🤖 AI Summary
Poisson imaging—e.g., low-light imaging and positron emission tomography (PET)—suffers from severely ill-posed inverse problems, rendering uncertainty quantification challenging; existing methods often rely on ground-truth labels, limiting their reliability in clinical and scientific applications. This paper proposes the first self-supervised conformal prediction framework tailored to ill-posed linear Poisson inverse problems. It introduces the first integration of Poisson unbiased risk estimation (PURE) into conformal prediction, enabling statistically valid confidence set calibration without access to true labels. By synergistically combining self-supervised reconstruction (e.g., Noise2Self) with conformal inference, the method rigorously guarantees that the empirical coverage attains the user-specified confidence level.
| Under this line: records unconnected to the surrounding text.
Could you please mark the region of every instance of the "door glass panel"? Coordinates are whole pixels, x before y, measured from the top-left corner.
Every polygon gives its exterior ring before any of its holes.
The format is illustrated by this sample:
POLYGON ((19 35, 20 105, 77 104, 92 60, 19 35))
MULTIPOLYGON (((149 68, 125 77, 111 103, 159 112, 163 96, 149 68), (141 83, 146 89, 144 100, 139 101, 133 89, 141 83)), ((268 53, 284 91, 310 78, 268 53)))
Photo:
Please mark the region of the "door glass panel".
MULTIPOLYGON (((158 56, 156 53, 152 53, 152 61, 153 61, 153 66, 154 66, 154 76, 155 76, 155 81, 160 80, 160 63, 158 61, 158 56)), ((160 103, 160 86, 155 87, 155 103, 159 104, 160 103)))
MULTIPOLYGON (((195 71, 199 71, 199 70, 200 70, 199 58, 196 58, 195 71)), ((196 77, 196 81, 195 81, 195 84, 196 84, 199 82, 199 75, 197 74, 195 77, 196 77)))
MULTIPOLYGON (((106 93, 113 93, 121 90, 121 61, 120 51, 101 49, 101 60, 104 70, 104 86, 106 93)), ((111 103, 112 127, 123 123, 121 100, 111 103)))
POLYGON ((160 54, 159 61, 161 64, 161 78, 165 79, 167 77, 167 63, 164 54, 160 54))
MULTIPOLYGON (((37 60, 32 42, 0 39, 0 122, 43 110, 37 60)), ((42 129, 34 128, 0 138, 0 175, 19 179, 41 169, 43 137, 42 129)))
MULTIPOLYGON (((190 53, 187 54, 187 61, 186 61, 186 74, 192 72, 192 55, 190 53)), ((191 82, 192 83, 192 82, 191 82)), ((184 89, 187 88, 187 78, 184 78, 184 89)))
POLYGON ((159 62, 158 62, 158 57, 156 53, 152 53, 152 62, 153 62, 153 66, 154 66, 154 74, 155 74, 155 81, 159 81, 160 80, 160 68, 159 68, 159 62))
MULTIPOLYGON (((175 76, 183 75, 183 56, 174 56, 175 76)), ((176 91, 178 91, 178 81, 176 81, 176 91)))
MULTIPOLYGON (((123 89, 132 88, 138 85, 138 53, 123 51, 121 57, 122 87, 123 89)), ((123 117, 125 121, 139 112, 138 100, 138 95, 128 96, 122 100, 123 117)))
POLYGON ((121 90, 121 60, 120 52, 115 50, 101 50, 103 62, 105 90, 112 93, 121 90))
In denoising and deblurring tasks, it matches the performance of supervised conformal approaches while eliminating the need for labeled data—a significant advance over conventional conformal prediction paradigms constrained by annotation dependency.
📝 Abstract
Image restoration problems are often ill-posed, leading to significant uncertainty in reconstructed images. Accurately quantifying this uncertainty is essential for the reliable interpretation of reconstructed images. However, image restoration methods often lack uncertainty quantification capabilities. Conformal prediction offers a rigorous framework to augment image restoration methods with accurate uncertainty quantification estimates, but it typically requires abundant ground truth data for calibration. This paper presents a self-supervised conformal prediction method for Poisson imaging problems which leverages Poisson Unbiased Risk Estimator to eliminate the need for ground truth data. The resulting self-calibrating conformal prediction approach is applicable to any Poisson linear imaging problem that is ill-conditioned, and is particularly effective when combined with modern self-supervised image restoration techniques trained directly on measurement data. The proposed method is demonstrated through numerical experiments on image denoising and deblurring; its performance are comparable to supervised conformal prediction methods relying on ground truth data.